Il contesto della “longevità tech”
Johnson non è un caso isolato, ma rappresenta una punta estrema di un iceberg culturale che ha radici in Silicon Valley: la trasformazione del corpo in dato, l’ottimizzazione bio-digitale, la volontà di superare i limiti biologici. Un podcast recente ha dedicato un episodio a questa tendenza, citando Johnson come esempio del “non morire” come imperativo tecnico.

L’idea stessa di “età biologica” — diversa dall’età cronologica — sta diventando oggetto di aziende biotech, test genetici e start-up che promettono di “ringiovanire” o rallentare l’invecchiamento. Tuttavia, molti scienziati fanno cautela: la scienza finora non ha stabilito protocolli affidabili per l’inversione dell’età biologica, e il rischio è che il marketing superi la verifica clinica.

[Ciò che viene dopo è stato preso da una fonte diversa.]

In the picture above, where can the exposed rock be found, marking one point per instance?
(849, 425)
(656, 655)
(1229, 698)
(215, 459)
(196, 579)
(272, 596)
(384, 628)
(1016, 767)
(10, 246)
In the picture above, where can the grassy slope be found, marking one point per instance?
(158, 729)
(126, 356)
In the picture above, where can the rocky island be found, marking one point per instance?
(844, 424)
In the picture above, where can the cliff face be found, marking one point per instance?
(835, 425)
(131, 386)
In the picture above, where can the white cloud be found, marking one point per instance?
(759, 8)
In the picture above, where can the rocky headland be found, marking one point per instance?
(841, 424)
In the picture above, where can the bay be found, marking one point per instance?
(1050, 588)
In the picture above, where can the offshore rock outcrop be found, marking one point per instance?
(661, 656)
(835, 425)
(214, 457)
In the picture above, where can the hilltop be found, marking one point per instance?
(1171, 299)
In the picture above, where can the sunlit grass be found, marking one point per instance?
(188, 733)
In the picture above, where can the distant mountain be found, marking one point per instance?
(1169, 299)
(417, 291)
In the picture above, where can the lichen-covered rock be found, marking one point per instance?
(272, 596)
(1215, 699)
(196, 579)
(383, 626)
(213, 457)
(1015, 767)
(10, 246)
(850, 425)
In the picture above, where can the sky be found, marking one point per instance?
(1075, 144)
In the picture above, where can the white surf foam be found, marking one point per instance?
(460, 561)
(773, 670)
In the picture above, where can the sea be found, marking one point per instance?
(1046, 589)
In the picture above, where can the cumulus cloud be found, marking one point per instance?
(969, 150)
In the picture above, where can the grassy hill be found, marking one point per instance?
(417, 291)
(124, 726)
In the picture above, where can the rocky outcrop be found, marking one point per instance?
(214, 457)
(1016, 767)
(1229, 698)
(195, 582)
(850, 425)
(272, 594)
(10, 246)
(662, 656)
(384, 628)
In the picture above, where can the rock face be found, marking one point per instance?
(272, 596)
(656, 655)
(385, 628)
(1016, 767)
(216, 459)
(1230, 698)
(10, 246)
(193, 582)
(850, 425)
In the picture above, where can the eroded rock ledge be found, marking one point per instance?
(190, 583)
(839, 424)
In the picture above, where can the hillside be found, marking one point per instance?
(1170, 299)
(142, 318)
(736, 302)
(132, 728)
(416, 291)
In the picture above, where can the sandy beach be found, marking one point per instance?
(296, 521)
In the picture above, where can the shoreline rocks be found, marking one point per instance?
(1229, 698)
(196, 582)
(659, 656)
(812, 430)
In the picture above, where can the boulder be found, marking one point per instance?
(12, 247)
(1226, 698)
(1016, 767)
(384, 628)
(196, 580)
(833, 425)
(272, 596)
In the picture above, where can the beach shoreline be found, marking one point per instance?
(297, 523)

Così Johnson appare al contempo come pionere e come simbolo di un’eccessiva fiducia nella tecnologia applicata al corpo umano.
Sul piano personale, la storia di Johnson solleva domande profonde: fino a che punto è sensato investire così tanto nella propria longevità? Quali sono i margini di beneficio reale, e quali quelli di vanità, branding o auto-sperimentazione?
Una riflessione che possiamo trarre è questa: al di là dell’uomo specifico, la sua storia è una lente attraverso cui guardare come stiamo ripensando corpo, tempo e salute in un’epoca tecnologica. Johnson ha scelto di vivere come un laboratorio vivente, pubblico, documentato. Non tutti vogliono — o possono — farlo. Ma tutti, in un certo modo, dobbiamo confrontarci con l’incertezza che da millenni accompagna l’essere umano: l’invecchiamento, la malattia, la morte.

Johnson afferma che alcuni marcatori sono “migliori che mai”, che l’età biologica è inferiore a quella cronologica, che il corpo ha parametri straordinari. Ma al tempo stesso ammette che la scienza non ha ancora risposte definitive sull’immortalità, e che il progetto richiede ancora anni di sperimentazione.
Johnson dice: “Il mio obiettivo è che gli altri possano imparare da ciò che faccio. Non fosse altro, trasformare l’invecchiamento in qualcosa che possiamo gestire, misurare e migliorare.” Ma anche lui riconosce che il «finale» della storia — la vera immortalità, se esiste — è ancora da scrivere.